Fix 4: Pagination Without OFFSET

OFFSET at large values is another scale trap:

-- ❌ OFFSET becomes slower with each page
SELECT * FROM posts ORDER BY created_at DESC LIMIT 20 OFFSET 100000;
-- PostgreSQL reads 100,020 rows and discards 100,000 — O(n)!

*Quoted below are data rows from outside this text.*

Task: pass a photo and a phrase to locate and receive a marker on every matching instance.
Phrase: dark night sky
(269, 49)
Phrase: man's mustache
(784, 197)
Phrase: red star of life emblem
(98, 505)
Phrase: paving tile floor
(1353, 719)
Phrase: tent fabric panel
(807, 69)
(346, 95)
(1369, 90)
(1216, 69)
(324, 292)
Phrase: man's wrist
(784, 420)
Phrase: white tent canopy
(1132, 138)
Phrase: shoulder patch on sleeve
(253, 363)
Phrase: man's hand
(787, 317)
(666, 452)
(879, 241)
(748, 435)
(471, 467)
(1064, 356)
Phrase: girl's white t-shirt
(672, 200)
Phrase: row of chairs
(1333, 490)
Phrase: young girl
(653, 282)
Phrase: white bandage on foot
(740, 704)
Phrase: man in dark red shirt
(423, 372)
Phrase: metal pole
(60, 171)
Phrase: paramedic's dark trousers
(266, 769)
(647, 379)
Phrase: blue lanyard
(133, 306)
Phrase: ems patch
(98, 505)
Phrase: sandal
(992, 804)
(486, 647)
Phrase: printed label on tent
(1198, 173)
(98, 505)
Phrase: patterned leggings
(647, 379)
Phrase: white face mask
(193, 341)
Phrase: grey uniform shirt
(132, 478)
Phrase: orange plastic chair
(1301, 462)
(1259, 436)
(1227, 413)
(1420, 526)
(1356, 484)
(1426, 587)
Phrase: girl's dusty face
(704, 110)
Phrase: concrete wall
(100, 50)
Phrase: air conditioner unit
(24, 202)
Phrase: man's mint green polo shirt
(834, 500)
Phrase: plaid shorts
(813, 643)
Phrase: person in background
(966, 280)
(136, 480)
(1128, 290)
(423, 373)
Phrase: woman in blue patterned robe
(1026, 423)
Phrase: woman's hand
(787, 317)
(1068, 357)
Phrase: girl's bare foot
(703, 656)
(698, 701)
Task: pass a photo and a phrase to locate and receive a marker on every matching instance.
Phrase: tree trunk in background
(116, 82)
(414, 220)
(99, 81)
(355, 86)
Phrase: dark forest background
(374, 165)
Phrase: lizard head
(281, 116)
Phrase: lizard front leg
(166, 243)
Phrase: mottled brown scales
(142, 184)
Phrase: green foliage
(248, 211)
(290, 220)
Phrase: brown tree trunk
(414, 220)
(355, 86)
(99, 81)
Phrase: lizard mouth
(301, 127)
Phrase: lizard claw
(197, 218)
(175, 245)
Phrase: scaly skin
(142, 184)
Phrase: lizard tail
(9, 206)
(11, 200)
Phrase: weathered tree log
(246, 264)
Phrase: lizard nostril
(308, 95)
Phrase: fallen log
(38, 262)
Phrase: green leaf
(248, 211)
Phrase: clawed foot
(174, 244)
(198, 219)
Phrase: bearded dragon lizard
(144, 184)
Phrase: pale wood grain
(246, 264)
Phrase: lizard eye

-- ✅ Cursor-based pagination — always O(1)
-- First page
SELECT * FROM posts ORDER BY created_at DESC LIMIT 20;
-- Returns last post's created_at = '2026-03-10T10:00:00'

-- Next page — use last seen value as cursor
SELECT * FROM posts
WHERE created_at < '2026-03-10T10:00:00'
ORDER BY created_at DESC
LIMIT 20;
-- Uses index on created_at — lightning fast regardless of depth

Fix 5: Partitioning for Very Large Tables

When a table has 100M+ rows, even indexed queries can be slow. Partitioning splits the table:

-- Partition orders table by month
CREATE TABLE orders (
  id BIGSERIAL,
  user_id INT,
  total DECIMAL,
  created_at TIMESTAMPTZ NOT NULL
) PARTITION BY RANGE (created_at);

CREATE TABLE orders_2026_01
  PARTITION OF orders
  FOR VALUES FROM ('2026-01-01') TO ('2026-02-01');

CREATE TABLE orders_2026_02
  PARTITION OF orders
  FOR VALUES FROM ('2026-02-01') TO ('2026-03-01');

-- Queries with date filter only scan relevant partition
SELECT * FROM orders
WHERE created_at >= '2026-01-01' AND created_at < '2026-02-01'
-- Only scans orders_2026_01 partition — ignores all others!

Index Maintenance

-- Check index usage — are your indexes being used?
SELECT
  indexrelname AS index_name,
  idx_scan AS times_used,
  idx_tup_read AS rows_read,
  pg_size_pretty(pg_relation_size(indexrelid)) AS size
FROM pg_stat_user_indexes
ORDER BY idx_scan ASC;  -- Unused indexes at top

-- Remove unused indexes (they slow down writes!)
DROP INDEX IF EXISTS idx_users_old_column;

-- Rebuild bloated indexes
REINDEX INDEX CONCURRENTLY idx_users_email;

-- Check index bloat
SELECT
  tablename,
  indexname,
  pg_size_pretty(pg_relation_size(quote_ident(indexname)::regclass)) AS size
FROM pg_indexes
WHERE tablename = 'users'
ORDER BY pg_relation_size(quote_ident(indexname)::regclass) DESC;

The Indexing Checklist

Before your query goes to production, verify:

  • WHERE columns have indexes
  • JOIN columns have indexes on both sides
  • ORDER BY + LIMIT columns are indexed together
  • ✅ No leading wildcard LIKE patterns
  • ✅ No function calls on indexed columns in WHERE
  • ✅ Type consistency (no implicit casts)
  • ✅ EXPLAIN shows Index Scan, not Seq Scan on large tables
  • ✅ Pagination uses cursor, not OFFSET

Conclusion

Slow queries at scale are almost always about missing indexes or query patterns that prevent index usage. Run EXPLAIN ANALYZE on every non-trivial query before it reaches production. Add indexes on all WHERE, JOIN, and ORDER BY columns. Use cursor pagination instead of OFFSET. And monitor pg_stat_statements continuously so slow queries are caught before users feel them.